Die Straftaten des Antragstellers wiegen schwer. Es handelt sich bei den Taten um schwere Delikte, die keinesfalls der Bagatellkriminalität zugerechnet werden können. Der Antragsteller hat mehrere Chancen, ein straffreies Leben zu führen, nicht ergriffen. Die Ausländerbehörde hat den Antragsteller über die ausländerrechtliche Relevanz bereits seiner ersten Taten früh informiert. Der Antragsteller wurde 2010 verwarnt; ihm war klar, dass weitere Straftaten zur Ausweisung führen können.
Der in den Sanktionen des Jugendstrafrechts zum Ausdruck kommende Erziehungsgedanke hat trotz der ergriffenen Maßnahmen beim Antragsteller nicht zu einer Abkehr von seinem kriminellen Verhalten geführt.
Nachdem bei summarischer Prüfung ernstliche Zweifel an der Rechtmäßigkeit der Ausweisungsverfügung damit nicht bestehen, entfaltet diese die Sperrwirkung nach § 11 Abs. 1 Satz 2 AufenthG. Damit ist davon auszugehen, dass die Ablehnung der Erteilung bzw. Verlängerung des Aufenthaltstitels zu Recht erfolgte und die Klage insoweit erfolglos bleibe wird.

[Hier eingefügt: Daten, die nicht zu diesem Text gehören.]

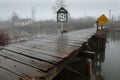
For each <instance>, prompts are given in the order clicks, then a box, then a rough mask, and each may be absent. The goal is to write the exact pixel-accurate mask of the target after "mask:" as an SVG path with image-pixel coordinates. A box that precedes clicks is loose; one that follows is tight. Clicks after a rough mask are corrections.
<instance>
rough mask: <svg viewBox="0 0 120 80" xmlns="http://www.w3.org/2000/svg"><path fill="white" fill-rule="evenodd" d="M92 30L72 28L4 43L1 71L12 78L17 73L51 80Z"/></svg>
mask: <svg viewBox="0 0 120 80" xmlns="http://www.w3.org/2000/svg"><path fill="white" fill-rule="evenodd" d="M93 30H94V29H85V30H80V31H73V32H70V33H65V34H64V35H62V36H61V35H59V36H53V37H49V38H43V39H36V40H34V41H29V42H25V43H22V44H15V45H10V46H8V47H5V48H3V50H1V51H0V70H2V71H3V72H4V74H12V75H13V76H12V77H11V78H10V79H11V80H14V79H16V78H17V77H18V78H21V79H22V78H28V79H25V80H29V79H30V80H41V78H42V79H43V78H44V80H51V79H52V78H53V77H54V76H55V75H57V74H58V73H59V72H60V71H61V70H62V69H63V68H64V67H65V66H66V65H67V64H69V63H70V62H71V61H72V59H73V58H74V57H75V56H76V55H77V54H78V51H79V49H80V47H81V43H83V42H86V41H87V39H89V38H90V37H91V35H93V33H94V32H95V31H93ZM38 64H39V65H38ZM9 72H10V73H9ZM1 75H2V74H1V73H0V77H1ZM35 78H37V79H35ZM3 79H5V80H10V79H7V78H5V77H4V78H3ZM21 79H20V80H21Z"/></svg>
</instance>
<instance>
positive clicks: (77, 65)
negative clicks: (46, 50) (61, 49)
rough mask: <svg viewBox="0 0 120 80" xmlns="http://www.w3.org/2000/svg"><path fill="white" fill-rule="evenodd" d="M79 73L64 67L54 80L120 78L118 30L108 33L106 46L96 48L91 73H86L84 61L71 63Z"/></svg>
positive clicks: (84, 60) (113, 78)
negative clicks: (101, 48) (90, 75)
mask: <svg viewBox="0 0 120 80" xmlns="http://www.w3.org/2000/svg"><path fill="white" fill-rule="evenodd" d="M72 65H73V66H74V67H75V68H76V69H77V71H79V72H80V74H79V75H78V74H76V73H73V72H72V71H70V70H67V69H64V70H63V71H62V72H61V73H60V74H59V75H58V76H57V77H55V78H54V80H119V79H120V70H119V68H120V31H117V32H115V33H112V34H110V35H108V38H107V43H106V48H105V49H103V50H99V51H98V50H96V51H95V57H94V59H93V60H92V75H91V76H89V75H87V74H86V69H85V68H86V67H85V65H86V61H85V60H83V59H81V60H80V61H78V62H75V63H74V64H72Z"/></svg>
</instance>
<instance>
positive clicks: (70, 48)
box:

2. Die in Ziff. 4 des streitgegenständlichen Bescheids enthaltene Abschiebungsandrohung erweist sich bei summarischer Prüfung ebenfalls als rechtmäßig. Der Erlass einer Abschiebungsandrohung setzt voraus, dass der Ausländer zur Ausreise verpflichtet ist. Vorliegend ergibt sich die Ausreisepflicht des Antragstellers bereits aus dem Umstand, dass er keinen nach § 4 Abs. 1 Satz 1 AufenthG erforderlichen Aufenthaltstitel (mehr) besitzt. Die am 21. Oktober 2014 und am 18. März 2015 gestellten Anträge auf Erteilung bzw. Verlängerung eines Aufenthaltstitels wurden in Ziffer 2 des streitgegenständlichen Bescheids abgelehnt, womit auch die Fiktionswirkung des § 81 Abs. 4 Satz 1 AufenthG entfallen ist. Im Übrigen entspricht die Abschiebungsandrohung den gesetzlichen Anforderungen. Die gesetzte Ausreisefrist hält sich im Rahmen des § 59 Abs. 1 Satz 1 AufenthG, besondere Umstände des Einzelfalls im Sinne des § 59 Abs. 1 Satz 4 AufenthG, die eine längere Ausreisefrist erfordern würden, liegen nicht vor. Nach § 59 Abs. 3 Satz 2 AufenthG zu bezeichnende Staaten, in die eine Abschiebung nicht erfolgen darf, sind nicht ersichtlich. Da sich bei summarischer Prüfung damit auch die Abschiebungsandrohung als rechtmäßig erweist, setzt sich das öffentliche Interesse an dem vom Gesetzgeber in Art. 21a VwZVG vorgesehenen Sofortvollzug gegenüber dem Wunsch des Antragstellers nach der vorläufigen Suspendierung der Abschiebungsandrohung durch.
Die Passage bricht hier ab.